What in the name of Kanye West is that?
It's a term the RIAA made up for the express purpose of furthering this activity. It has no other meaning outside of this context.
Next, those numbers are way off. It certainly does not cost the music industry over $7 million in lost sales due to copyright violations, and even if it did, it makes so much more money from actual sales that it doesn't really matter.
Next, who is affected by songlifting?
It's really just the RIAA. The truth is, if people are given a listen to a song, they are more likely to actually go out and buy the CD by themselves. Even otherwise, the CDs generate positive publicity which will reflect positively upon the artists in concerts and such. Only the recording industry is hurt, and they want to shout that out.

Next, draw the copyright symbol (©) on the chalkboard. Ask if students know what this symbol means and where they might have seen it (books, posters, CDs, etc.).
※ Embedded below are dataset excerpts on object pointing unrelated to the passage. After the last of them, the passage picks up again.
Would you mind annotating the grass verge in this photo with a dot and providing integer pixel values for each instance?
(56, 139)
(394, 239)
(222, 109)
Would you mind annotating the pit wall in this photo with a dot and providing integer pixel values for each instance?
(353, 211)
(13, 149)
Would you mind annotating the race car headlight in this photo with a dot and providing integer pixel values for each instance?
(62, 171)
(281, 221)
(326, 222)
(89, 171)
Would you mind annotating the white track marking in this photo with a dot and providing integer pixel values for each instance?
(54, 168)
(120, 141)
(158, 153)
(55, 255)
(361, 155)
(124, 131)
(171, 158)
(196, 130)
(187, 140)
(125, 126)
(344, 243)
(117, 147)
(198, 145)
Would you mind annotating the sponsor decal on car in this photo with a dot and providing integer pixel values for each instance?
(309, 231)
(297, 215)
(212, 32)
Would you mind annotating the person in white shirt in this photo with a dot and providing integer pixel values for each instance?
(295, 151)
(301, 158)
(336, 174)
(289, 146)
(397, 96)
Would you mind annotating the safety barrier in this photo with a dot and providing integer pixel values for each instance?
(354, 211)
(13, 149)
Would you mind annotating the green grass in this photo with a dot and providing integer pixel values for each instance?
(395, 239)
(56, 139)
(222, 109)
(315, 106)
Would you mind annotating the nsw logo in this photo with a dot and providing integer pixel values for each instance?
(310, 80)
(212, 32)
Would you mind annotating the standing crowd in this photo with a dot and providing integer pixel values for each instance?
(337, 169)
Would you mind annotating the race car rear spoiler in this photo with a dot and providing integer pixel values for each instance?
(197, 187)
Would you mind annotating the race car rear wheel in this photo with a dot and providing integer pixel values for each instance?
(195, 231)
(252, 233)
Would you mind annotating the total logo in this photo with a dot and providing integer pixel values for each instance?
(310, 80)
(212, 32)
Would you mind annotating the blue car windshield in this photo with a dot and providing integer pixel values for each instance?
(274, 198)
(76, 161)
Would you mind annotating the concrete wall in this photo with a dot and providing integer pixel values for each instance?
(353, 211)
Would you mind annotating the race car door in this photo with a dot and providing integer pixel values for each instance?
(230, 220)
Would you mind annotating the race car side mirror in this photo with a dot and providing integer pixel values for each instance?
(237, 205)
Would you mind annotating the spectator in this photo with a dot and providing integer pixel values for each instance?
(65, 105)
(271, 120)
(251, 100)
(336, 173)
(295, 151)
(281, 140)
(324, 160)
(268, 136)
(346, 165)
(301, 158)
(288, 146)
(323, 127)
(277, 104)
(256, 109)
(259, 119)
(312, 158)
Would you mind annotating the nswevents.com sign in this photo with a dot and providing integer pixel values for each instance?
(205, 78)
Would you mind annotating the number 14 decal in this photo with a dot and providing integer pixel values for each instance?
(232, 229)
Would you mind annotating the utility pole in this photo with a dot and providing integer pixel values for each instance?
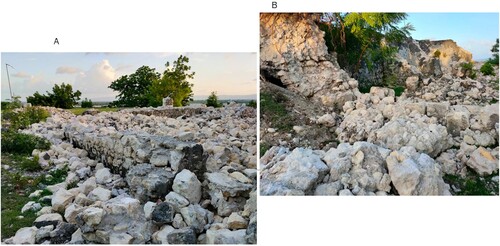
(8, 78)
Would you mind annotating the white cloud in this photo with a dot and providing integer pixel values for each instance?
(480, 49)
(21, 75)
(67, 69)
(94, 82)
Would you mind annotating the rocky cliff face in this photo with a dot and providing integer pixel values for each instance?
(386, 144)
(293, 54)
(423, 58)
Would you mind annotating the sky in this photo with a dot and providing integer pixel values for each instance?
(231, 75)
(475, 32)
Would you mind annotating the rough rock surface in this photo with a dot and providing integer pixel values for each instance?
(292, 50)
(298, 173)
(129, 165)
(378, 142)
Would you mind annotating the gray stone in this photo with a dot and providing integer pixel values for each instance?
(415, 173)
(47, 219)
(327, 119)
(92, 216)
(100, 194)
(195, 217)
(103, 176)
(26, 235)
(228, 185)
(120, 238)
(177, 201)
(160, 237)
(31, 205)
(148, 183)
(89, 185)
(483, 162)
(148, 209)
(236, 221)
(187, 185)
(160, 158)
(71, 212)
(43, 233)
(182, 236)
(457, 121)
(163, 213)
(225, 236)
(412, 83)
(77, 237)
(328, 189)
(298, 173)
(62, 234)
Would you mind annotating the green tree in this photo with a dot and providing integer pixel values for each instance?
(363, 37)
(487, 69)
(134, 88)
(212, 100)
(174, 84)
(87, 103)
(62, 96)
(494, 49)
(468, 70)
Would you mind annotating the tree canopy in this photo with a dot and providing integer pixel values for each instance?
(134, 88)
(174, 84)
(146, 87)
(62, 96)
(363, 37)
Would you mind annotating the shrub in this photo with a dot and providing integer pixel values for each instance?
(468, 70)
(252, 104)
(87, 103)
(20, 143)
(23, 118)
(212, 100)
(487, 69)
(437, 53)
(62, 96)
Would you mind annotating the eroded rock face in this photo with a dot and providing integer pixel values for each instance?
(414, 173)
(360, 168)
(127, 171)
(293, 51)
(298, 173)
(427, 137)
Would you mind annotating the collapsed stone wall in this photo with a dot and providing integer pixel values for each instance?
(147, 179)
(422, 58)
(293, 51)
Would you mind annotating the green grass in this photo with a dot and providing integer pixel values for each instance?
(16, 187)
(24, 162)
(79, 111)
(20, 143)
(473, 184)
(273, 108)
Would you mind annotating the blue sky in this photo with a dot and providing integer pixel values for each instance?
(232, 74)
(475, 32)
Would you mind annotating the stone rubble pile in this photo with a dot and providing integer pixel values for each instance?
(296, 55)
(359, 169)
(443, 123)
(138, 178)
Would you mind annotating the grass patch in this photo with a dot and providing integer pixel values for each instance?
(15, 191)
(20, 143)
(79, 111)
(273, 108)
(473, 184)
(24, 162)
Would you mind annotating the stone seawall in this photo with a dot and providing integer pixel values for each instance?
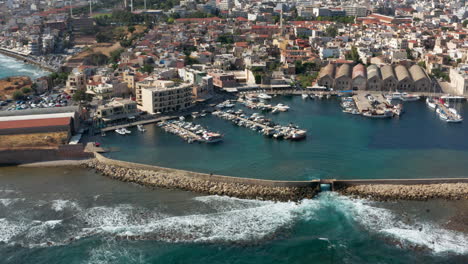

Explain that the copyright symbol is used to identify the owner of a piece of intellectual property and serves as a reminder that it is illegal for anyone to copy or distribute that property without the owner’s permission. Students should understand that copyright law automatically protects intellectual property whether or not it is marked with the copyright symbol. You might also inform them that our nation’s Founders included copyright protection in the U.S. Constitution (Article I, Section 8), believing that it would encourage creativity by giving the creators of intellectual property an exclusive right to profit from their artistic talents.
This preceding quote is possibly my favorite part because it's the least correct. Here's something I suggest: Richard Stallman, Linus Torvalds, and Larry Lessig should all go around the country to different schools and draw the copyleft (intentionally the horizontal mirror-image of the copyright symbol) and ask them what it means. It's pretty well known in the freedomware (I'm gonna start using that term as a less ambiguous synonym of free software/software libre) community, which seems to be a mutual antagonist of industries like the RIAA. I'm pretty sure not too many teachers would get it either. Why should the RIAA be forcing copyright down 3rd-graders' throats?
Most importantly is my beef with the term intellectual property. I'll say it here, and it largely reflects the views of people like Stallman and Lessig.
Intellectual property is a near-farce.
That's right, it's a near-farce.
It's not totally a farce because initially, other people should not take credit for someone's work. However, intellectual "property" is not like physical property in that when someone else takes it, the original owner does not lose it. If I take your table, you are now minus one table. However, if I take your design for a table and tweak it a bit, you still have your original design. I will expand more upon this only if you ask me to elaborate on a specific point.
Furthermore, this interpretation of copyright completely ignores fair use. Fair use is the use of an author's work for free without the author's permission, and can be done if the author explicitly gives such permission or implicitly does so by letting a copyright or patent expire. Many artists do this in that they give away their songs for free on the interwebs. The RIAA, of course, collectively sticks its fingers in its ears and starts screaming like a siren when it hears the words "fair use".
Also, my other beef with copyright law is the term itself. It used to be that one had an exclusive copyright of 14 years with a possibility of one renewal, making a maximum total of 28 years; this has increased to 95 years. Also, before, the burden of making the copyright was on the author; now, for whatever reason, this is automatic. The former terms were implied in the Constitution and were explicitly stated in contemporaneous laws. I find it ironic that the RIAA uses the word "believes" to refer to the Framers' desire to encourage creativity through limited copyrights; then again, the RIAA makes no mention of an originally limited copyright.
Yup, the RIAA has a lot wrong in that one paragraph.
The next activity just strengthens that.

So the RIAA basically wants children to know that they must bow to its demands, and that fair and free use do not exist (and neither should limited copyrights with burden on the holder). More to the point, "piracy" is explicitly mentioned twice (in different word forms) while "fair use" is never even implied.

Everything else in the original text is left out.